Mr. V. R. Whitney now lives extremely well at Acapulco. He still hears voices occasionally but he’s forgotten what they mean. Twice a month he visits a good analyst who frankly admits he doesn’t know what they mean either but who feels that Mr. Whitney is making a good adjustment to them.
* * * *
In a penthouse apartment with a seemingly inexhaustible supply of twenty-five-year-old Scotch a distinguished gentleman and a ravishingly beautiful girl are living happy, completely useless lives. When they hear the voices begin they put a jazz record on the custom-built phonograph with the hi-fi and binaural sound, turn up the volume and have a drink.

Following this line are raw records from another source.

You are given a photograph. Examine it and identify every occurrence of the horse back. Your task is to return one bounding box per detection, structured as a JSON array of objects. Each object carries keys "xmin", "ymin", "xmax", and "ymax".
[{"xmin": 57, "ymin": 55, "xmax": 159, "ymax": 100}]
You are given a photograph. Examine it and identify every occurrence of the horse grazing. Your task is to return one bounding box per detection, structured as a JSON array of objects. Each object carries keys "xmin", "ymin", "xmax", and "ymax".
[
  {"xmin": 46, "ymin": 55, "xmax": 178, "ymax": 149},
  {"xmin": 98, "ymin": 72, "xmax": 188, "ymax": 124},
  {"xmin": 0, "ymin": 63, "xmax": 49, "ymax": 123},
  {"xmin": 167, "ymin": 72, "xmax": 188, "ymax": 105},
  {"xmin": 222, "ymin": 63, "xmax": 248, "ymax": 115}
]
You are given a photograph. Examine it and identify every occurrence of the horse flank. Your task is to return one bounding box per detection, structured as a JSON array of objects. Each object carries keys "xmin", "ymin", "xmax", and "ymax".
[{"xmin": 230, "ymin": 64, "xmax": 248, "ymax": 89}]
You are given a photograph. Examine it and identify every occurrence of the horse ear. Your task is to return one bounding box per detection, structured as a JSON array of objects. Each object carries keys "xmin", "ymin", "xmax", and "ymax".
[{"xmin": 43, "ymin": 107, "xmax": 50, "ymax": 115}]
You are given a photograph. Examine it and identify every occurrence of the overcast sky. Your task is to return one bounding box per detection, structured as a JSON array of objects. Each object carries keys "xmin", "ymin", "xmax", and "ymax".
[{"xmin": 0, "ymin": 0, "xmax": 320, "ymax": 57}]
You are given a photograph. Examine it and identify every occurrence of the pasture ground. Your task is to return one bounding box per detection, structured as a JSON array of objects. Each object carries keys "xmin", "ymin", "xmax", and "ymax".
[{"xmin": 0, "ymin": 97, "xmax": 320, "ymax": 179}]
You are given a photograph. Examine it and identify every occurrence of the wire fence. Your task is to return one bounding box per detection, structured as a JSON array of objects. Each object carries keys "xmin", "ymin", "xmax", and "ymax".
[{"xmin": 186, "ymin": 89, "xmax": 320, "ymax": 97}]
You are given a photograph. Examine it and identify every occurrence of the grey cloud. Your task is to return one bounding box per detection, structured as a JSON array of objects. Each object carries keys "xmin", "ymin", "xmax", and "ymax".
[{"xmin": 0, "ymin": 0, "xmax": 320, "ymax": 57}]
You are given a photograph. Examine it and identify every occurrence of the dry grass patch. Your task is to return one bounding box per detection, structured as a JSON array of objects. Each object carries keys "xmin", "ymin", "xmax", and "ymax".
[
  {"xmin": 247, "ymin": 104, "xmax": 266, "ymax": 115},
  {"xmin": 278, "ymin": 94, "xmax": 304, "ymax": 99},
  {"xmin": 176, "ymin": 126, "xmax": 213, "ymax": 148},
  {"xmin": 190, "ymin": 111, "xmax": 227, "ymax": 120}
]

Mr. Bang evolved by rapid stages into Congressman Banghart J. Carew. He represents a safe district and with reasonable luck he expects to be a Senator before too many years have passed. He doesn’t want to be Governor himself, but there’s an honest, hardworking Assistant District Attorney he considers his protégé, who is beginning to make a name for himself as a racket-buster and is fine gubernatorial timber.
Congressman B. J. Carew once ran into a prominent politician at a testimonial dinner and the politician looked at him quite sharply for a moment, but then shook his head and turned away.
The Congressman is well-liked in Washington. But occasionally, as he sits in the House of Representatives, he will hear a whispering near his ear and then he will ask leave to make a one-minute speech, and this drowns out the whisperings.
He almost always speaks against immigration, denouncing bigger quotas for aliens, and the liberal groups who support him can’t understand this one blot on an otherwise brilliant and distinguished record.